Amongst his overgrowth you will find mushrooms, asparagus, raspberries and the vines which produced New Zealand's first certified organic sauvignon blanc and pinot noir.
It is all a bit wild, and that is exactly how Lars Jensen likes it.
"To a conventional grape grower this would look quite uncontrolled and quite scary," he says. "There's growth everywhere and it's out of control.
And to a certain extent Richmond Plains is uncontrolled. In the organic world success often comes down to what you don't do.
"You don't use synthetic chemicals or pesticides, fungicides, herbicides."
The Nelson vineyard's been organic since it began in 1991, when organic was far from fashionable.
"Back then people probably considered you a bit of a fruit loop if you were doing anything, let alone making organic wine," says Mr Jensen.
But being fruity suits this boutique vineyard. There are 27 different species of plants within arm's reach at any given spot.
Biodiversity is key, making this a five-hectare haven for plants and insects.
"We try and go for a balance in the vineyard, so we don't spray for those insects," says Mr Jensen. "We just allow things to work in harmony so one insect will eat another, and it's nature's way of keeping things in balance."
While experts say organic and non-organic wine tastes the same, over the past decade the demand for organic wine has grown.
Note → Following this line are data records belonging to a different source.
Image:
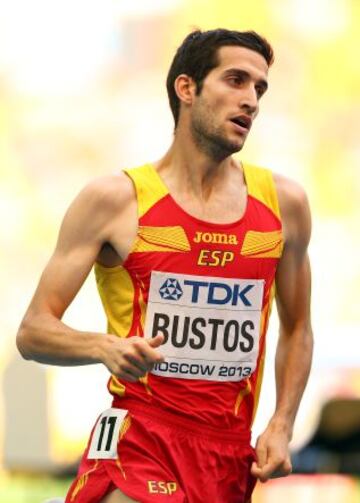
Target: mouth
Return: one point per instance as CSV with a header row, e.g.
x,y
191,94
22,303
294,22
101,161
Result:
x,y
242,123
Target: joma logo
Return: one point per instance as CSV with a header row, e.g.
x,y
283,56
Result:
x,y
215,237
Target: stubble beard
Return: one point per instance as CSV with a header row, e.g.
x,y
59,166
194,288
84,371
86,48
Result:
x,y
211,139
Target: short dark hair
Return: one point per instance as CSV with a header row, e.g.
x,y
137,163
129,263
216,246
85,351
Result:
x,y
197,56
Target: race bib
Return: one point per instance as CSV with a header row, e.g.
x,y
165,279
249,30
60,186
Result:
x,y
211,325
106,433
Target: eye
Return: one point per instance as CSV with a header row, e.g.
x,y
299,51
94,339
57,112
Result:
x,y
236,80
260,90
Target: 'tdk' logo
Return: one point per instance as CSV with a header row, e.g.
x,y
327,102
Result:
x,y
171,289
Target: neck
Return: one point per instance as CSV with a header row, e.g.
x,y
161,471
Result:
x,y
185,165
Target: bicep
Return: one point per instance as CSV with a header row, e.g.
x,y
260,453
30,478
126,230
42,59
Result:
x,y
293,276
293,289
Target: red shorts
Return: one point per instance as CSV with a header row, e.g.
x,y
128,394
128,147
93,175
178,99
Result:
x,y
169,460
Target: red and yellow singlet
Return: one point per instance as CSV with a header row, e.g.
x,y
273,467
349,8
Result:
x,y
208,288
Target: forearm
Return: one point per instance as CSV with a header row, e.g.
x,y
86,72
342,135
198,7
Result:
x,y
292,368
46,339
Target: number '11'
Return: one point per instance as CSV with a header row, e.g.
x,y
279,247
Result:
x,y
111,421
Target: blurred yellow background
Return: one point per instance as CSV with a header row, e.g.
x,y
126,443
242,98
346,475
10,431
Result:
x,y
82,94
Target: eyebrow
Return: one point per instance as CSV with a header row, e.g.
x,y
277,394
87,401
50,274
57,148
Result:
x,y
243,73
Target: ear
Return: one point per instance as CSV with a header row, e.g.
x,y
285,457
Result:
x,y
185,88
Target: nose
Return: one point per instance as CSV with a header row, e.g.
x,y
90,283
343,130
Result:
x,y
249,99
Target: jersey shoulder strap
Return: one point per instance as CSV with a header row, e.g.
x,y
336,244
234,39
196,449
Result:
x,y
148,186
260,184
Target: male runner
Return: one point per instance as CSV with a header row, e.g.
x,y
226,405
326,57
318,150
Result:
x,y
196,242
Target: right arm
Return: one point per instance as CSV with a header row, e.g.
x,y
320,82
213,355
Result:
x,y
42,336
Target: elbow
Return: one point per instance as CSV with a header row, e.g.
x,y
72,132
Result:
x,y
22,341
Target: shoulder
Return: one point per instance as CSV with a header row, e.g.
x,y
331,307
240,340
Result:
x,y
108,192
294,209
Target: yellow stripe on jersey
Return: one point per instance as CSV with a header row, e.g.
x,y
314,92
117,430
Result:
x,y
243,392
116,387
171,239
262,244
263,329
117,297
148,185
261,186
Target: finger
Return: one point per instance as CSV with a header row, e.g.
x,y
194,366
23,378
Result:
x,y
261,454
138,362
255,469
131,370
283,470
268,470
149,355
156,341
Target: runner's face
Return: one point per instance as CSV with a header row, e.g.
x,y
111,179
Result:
x,y
221,116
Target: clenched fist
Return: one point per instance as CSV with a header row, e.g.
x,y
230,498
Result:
x,y
131,357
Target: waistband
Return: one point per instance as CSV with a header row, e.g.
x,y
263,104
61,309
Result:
x,y
162,416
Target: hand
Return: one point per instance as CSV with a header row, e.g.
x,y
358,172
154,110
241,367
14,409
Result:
x,y
132,357
273,457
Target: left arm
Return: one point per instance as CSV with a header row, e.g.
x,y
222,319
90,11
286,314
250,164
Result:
x,y
294,349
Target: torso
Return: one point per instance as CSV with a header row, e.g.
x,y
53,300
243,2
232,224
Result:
x,y
223,207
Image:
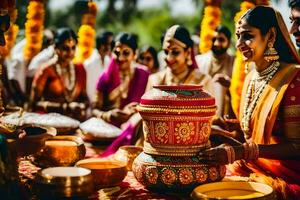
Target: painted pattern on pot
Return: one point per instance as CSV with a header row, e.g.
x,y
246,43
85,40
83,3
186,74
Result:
x,y
175,173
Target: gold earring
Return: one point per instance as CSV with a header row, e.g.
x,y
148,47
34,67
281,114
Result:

"If you can make your wine organically, obviously you're showing more care and attention toward the environment so sure there's a lot of growth towards that," says wine judge Raymond Chan.
His vineyard's eco-conscience extends beyond the vines. It produces around 40,000 bottles of wine a year and exports to 10 countries. To minimise its environmental impact, bottles are made from mostly recycled glass and weigh less when they are full than some bottles do empty.
When you are producing carbon negative grapes, for certified organic wine aiming to be in balance with the environment, it pays to stick to Mother Nature's rules.